Angelo

Personal information
- Full name: Angelo Henrique Candido de Siqueira
- Date of birth: 20 October 2008 (age 17)
- Place of birth: Guarulhos, Brazil
- Height: 1.81 m (5 ft 11 in)
- Position: Right-back

Team information
- Current team: São Paulo

Youth career
- 2019–: São Paulo

International career
- Years: Team / Apps / (Gls)
- 2024: Brazil U15
- 2025: Brazil U17 / 9 / (2)

= Angelo (footballer, born 2008) =

Brazilian footballer

Angelo Henrique Candido de Siqueira (born 20 October 2008), sometimes known as Angelo Candido or just Angelo, is a Brazilian professional footballer who plays as a right-back for São Paulo.

==Club career==
Born in Guarulhos, Angelo joined São Paulo's youth sector in 2019, at just 11 years old. The player began to gain greater prominence in the under-15 category in 2024, becoming the team's main highlight. In January 2025, he signed his first professional contract with the club.
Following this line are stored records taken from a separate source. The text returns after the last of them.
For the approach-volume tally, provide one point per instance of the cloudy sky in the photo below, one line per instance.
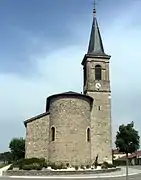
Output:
(42, 44)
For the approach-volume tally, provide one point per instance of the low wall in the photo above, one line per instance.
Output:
(55, 173)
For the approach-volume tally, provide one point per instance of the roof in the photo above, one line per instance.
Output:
(35, 118)
(95, 48)
(95, 43)
(69, 93)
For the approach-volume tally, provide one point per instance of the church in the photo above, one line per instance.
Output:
(75, 128)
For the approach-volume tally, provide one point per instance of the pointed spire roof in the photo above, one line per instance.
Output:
(95, 43)
(95, 48)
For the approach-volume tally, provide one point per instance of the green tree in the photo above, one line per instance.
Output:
(127, 141)
(17, 148)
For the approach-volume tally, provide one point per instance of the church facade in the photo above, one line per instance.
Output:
(76, 128)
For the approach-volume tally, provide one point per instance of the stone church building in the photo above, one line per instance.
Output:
(76, 127)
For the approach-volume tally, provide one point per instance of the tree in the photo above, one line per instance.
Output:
(6, 157)
(17, 148)
(127, 141)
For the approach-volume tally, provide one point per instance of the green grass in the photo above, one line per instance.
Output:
(3, 165)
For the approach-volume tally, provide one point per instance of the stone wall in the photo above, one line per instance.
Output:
(71, 117)
(101, 127)
(37, 138)
(101, 143)
(56, 173)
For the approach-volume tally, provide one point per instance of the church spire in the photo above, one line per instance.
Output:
(95, 43)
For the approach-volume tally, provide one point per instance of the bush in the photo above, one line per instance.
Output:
(82, 167)
(119, 162)
(104, 165)
(76, 167)
(29, 164)
(67, 164)
(88, 166)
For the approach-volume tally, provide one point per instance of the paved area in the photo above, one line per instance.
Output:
(134, 174)
(137, 177)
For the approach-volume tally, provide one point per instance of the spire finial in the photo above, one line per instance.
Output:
(94, 8)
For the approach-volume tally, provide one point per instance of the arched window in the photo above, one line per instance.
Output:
(97, 72)
(88, 135)
(53, 133)
(84, 75)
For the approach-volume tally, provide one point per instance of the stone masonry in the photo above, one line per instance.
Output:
(75, 127)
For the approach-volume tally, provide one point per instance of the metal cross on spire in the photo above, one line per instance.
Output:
(94, 8)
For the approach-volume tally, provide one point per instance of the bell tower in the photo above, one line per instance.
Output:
(97, 85)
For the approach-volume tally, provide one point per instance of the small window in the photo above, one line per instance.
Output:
(85, 75)
(53, 133)
(97, 72)
(88, 135)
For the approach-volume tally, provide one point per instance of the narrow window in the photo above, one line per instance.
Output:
(53, 133)
(84, 75)
(97, 72)
(99, 108)
(88, 135)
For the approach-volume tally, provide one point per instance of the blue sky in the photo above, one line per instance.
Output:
(42, 44)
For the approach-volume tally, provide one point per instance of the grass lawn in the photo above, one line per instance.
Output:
(3, 165)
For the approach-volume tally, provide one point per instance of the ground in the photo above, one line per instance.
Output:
(137, 177)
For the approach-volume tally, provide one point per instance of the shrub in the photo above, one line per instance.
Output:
(67, 164)
(104, 165)
(119, 162)
(34, 163)
(88, 166)
(76, 167)
(82, 167)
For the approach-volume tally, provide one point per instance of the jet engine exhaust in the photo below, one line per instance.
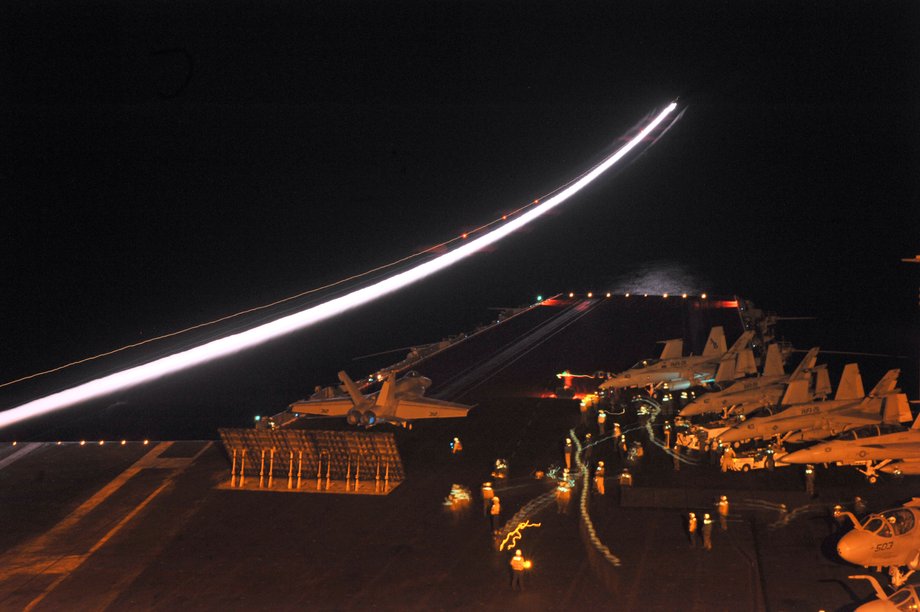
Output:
(247, 339)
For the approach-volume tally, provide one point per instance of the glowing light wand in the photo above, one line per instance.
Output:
(257, 335)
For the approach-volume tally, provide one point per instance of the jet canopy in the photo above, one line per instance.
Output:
(891, 522)
(645, 363)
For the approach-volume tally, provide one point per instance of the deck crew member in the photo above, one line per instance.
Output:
(691, 529)
(707, 532)
(495, 512)
(487, 494)
(517, 570)
(599, 477)
(723, 512)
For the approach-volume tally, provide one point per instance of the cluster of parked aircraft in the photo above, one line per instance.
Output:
(865, 430)
(852, 428)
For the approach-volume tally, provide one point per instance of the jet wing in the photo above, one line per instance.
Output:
(409, 409)
(893, 450)
(335, 406)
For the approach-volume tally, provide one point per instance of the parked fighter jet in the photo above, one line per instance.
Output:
(902, 600)
(887, 539)
(819, 420)
(679, 372)
(749, 394)
(896, 453)
(398, 402)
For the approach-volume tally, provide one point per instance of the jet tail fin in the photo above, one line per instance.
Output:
(385, 397)
(807, 363)
(850, 386)
(673, 349)
(822, 382)
(896, 409)
(796, 392)
(744, 363)
(773, 364)
(715, 344)
(351, 388)
(886, 384)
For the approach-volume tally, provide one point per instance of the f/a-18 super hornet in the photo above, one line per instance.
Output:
(767, 390)
(904, 599)
(398, 402)
(819, 420)
(888, 539)
(892, 453)
(676, 371)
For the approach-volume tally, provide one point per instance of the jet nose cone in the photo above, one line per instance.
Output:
(854, 548)
(806, 455)
(732, 435)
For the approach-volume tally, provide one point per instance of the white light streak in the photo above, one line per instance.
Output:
(280, 327)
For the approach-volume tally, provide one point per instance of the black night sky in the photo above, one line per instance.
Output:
(164, 164)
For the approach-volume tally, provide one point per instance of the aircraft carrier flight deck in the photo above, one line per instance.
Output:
(192, 525)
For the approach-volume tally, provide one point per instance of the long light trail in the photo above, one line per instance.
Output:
(237, 342)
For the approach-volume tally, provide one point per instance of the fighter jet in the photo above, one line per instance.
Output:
(887, 539)
(397, 402)
(896, 453)
(819, 420)
(903, 599)
(679, 372)
(749, 394)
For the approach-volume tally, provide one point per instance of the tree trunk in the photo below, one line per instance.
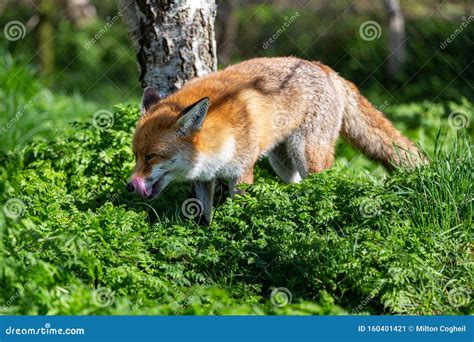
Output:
(397, 37)
(47, 10)
(227, 33)
(173, 39)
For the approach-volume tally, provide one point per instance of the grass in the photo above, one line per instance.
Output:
(348, 240)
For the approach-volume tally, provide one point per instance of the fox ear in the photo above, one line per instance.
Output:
(193, 117)
(150, 98)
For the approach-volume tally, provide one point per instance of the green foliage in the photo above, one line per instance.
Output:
(76, 243)
(31, 111)
(330, 33)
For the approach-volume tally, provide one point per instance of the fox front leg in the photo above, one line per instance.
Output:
(204, 193)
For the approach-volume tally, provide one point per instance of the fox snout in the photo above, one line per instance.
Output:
(138, 185)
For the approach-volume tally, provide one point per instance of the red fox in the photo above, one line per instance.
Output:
(219, 125)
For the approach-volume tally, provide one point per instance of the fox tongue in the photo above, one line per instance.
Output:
(140, 187)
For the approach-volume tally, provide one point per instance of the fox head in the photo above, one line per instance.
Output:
(163, 143)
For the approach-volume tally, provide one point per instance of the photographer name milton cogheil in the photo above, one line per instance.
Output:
(441, 328)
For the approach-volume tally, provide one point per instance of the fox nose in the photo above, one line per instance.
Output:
(130, 187)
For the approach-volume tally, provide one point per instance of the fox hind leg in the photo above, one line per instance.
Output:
(282, 162)
(312, 146)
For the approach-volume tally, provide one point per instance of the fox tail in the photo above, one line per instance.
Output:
(367, 129)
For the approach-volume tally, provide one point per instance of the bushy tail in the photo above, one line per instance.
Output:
(365, 127)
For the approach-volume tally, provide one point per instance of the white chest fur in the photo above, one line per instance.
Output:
(220, 164)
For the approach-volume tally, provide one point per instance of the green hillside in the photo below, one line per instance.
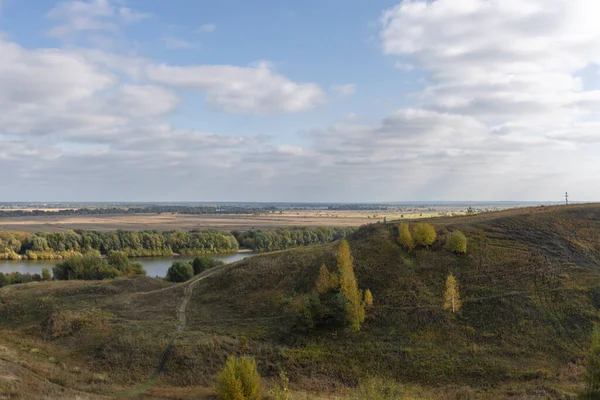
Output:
(529, 283)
On 1 June, his sale to Strasbourg was announced for around €5 million, with the athlete leaving in 2027 when he turns 18.

==International career==
Angelo was called up by coach Dudu Patetuci for the 2023 South American U-15 Championship (held in October 2024), and the 2025 South American U-17 Championship, scoring the goal in the final match against Colombia. In November 2025, he was called up again to compete in the 2025 FIFA U-17 World Cup.